18_復活の猫。そしてセカンディルは半壊へ。

 こっそりと生命体xの残骸を瓶ですくってインベントリに回収しておいた。小さな断片でも復活するかもしれない。そしたら、餌付けしてペットにするんだ。ペット枠はこれで確保だな。任務完了ってやつだ。

 

 

 おおまかに瓦礫の山から残骸を回収した回収ポッドに空飛ぶルンバがワイヤーをドッキングさせて、空中へと引き上げていく。

 

 

 

「なんだかよく分からんが終わったな。」

 

 

「巨大アメフラシといい。今日は一体なんだってんだ。見世物がいっぱいあったな。
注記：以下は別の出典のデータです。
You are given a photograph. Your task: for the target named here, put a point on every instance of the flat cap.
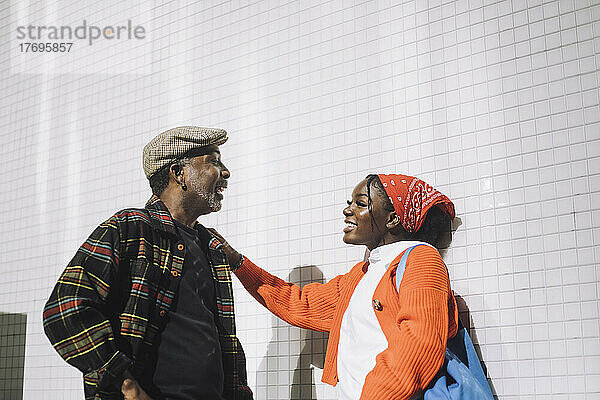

」

 

 

 野次馬たちも怪物たち襲来というレアイベントに立ち会えて満足した様子だ。

 

 

 夕焼けが辺りを包む。

 

 

 ニャーオ

 

 

 

 猫の鳴き声が中空の回収ボッドの中から聞こえた。ぐにゃりと回収ボッドが歪む。ぐにゃぐにゃと変形し一匹の大きな猫へと変化した。

 

 

 機械の猫だ。体中からギザギザの口と蛍光色に光る目が生えてくる。

 

 

 

 電撃がワイヤーを伝って空飛ぶルンバへと放たれる。

 

 

 

 鳴り響く雷鳴。振動とともに高度が下がる空飛ぶルンバ。けたたましく鳴り響くサイレン。

 

 

『敵性生命体の生存を確認。深刻なエラーが発生。危機対応シークエンスを実行します。ワイヤー切断後、積極的攻撃態勢へと移行。対象のマナ濃度を消滅ラインまで減少させ封印するまでマギデバイスによるエラーコード処理を実施します。特級危険物処理エリア内の民間人は直ちに避難してください。』

 

 

 

 空飛ぶルンバから複数の飛行体が放たれる。また本体から大量のホーミングするレーザービームと小型ミサイルが射出された。

 

 

 

 地面や宙を駆ける機械猫が攻撃を受けながら、放たれたものたちを食べていく。流れ弾で崩壊する建物たち。そして自分も含めた野次馬たちは、我先へとファステイアへ逃げる方向へと走り出す。

 

 

 

 驚いたことに機械猫は、蛍光色に光る目からビームを照射し、口から小型ミサイルを射出し始めた。

 

 

 夜空に飛び交うレーザービームとミサイル。破壊されるセカンディルの街。これはもう駄目だな。生命体xのブツを手に入れて目的は果たした。さーて、村に行って角笛を作ってもらうとするか…

 

 

 

 怒号と噴煙が飛び交う人混みを抜けて、セカンディルを脱出する。愛着の湧く街だったのだが。慌ただしく去ることになろうとは。

 

 

 

 

 

 

 一杯やりたい気分だったので夜の跳梁跋扈の森と平原を抜けて、ファステイアへ。

 

 

 イミテートウィスプという魔法を使って、鬼火を浮遊させ光源を確保する。本来は敵に向かってホーミングする魔法だが、魔法を使ってマナ操作の熟練度が上がったおかげなのか、比較的自由度高めに操作することができるようになった。

 

 

 

 強めの敵が出てくるが、サクッと抜けて街へ到着。門兵に挨拶して大通りのプレイヤーが運営する飲み屋「肉呑み屋」へと入る。

 

 

「ビール一杯、それとウッドランドブルのステーキ一つお願いします。」

 

 

 

 

 注文後早速来た。木製のジョッキに注がれたビールをグビグビとやる。

 

 

 

 二杯目をお代わりしているとステーキもやってきた。

 

 

 ナイフでカットして、テーブルにおかれた調味料で味付けして、食べる。うまい。

 

 

 

 ビールと肉を交互にやる。うまいうまい。

 

 

 

 

 一息ついて、インベントリから生命体xの入った小瓶を取り出し、眺める。7色に明滅している。小瓶の中にステーキを小さく切り分けて入れてやる。

 

 

 

 ニャーオ

 

 

 

 小さな猫の声とともにステーキがゆっくりと消えていく。これはいいものを手に入れた。ペットだ。ついにelonaでかつてやっていた演奏家、ペットという要素を少しだけ実現したのだ!

 

 

 ギター熊は満足気に頷き、テーブルの上に蓋を締めた小瓶をおいてうっとりと眺めた。

 

 

 波乱万丈の一日が終わり、日常はまた新しく更新された。

 

 

「もっと強い魔法が欲しいなぁ。近接戦闘もどうにかしなきゃな。あと、サードレマに行ってサブジョブを開放して、木工職人取って笛やギターを自作してみたい。目標は色々あるぞ!」

 

 

 肉を食ってやる気が充填された彼は天高く拳を突き上げた。その前に半壊したセカンディルで、復旧作業員として駆り出されることを知る由もなかったのだった。

 




ということで、第二章がなんとか終わりました。

テーマとしては、第一章がNPCだったのに対して、プレイヤーをとにかく出すということでした。パーティ戦闘もやってみたかったことです。

巨大アメフラシ、かわいい猫の杖、空飛ぶルンバは怪獣大戦争を起こそうと思いやったのですが、3つどもえは流石に無理だと諦めて断念。マナを巨大アメフラシからたっぷり吸ったかわいい猫の杖が本来の姿を取り戻し、空飛ぶルンバと戦うというところを思いつきどうにかこうにか書こうとしてだいぶ年月が過ぎてしまいました。もうちょっと戦闘描写を上手くかければよいのですが淡々としたものになってしまうのは筆力不足を痛感。また折を見て加筆できればと思います。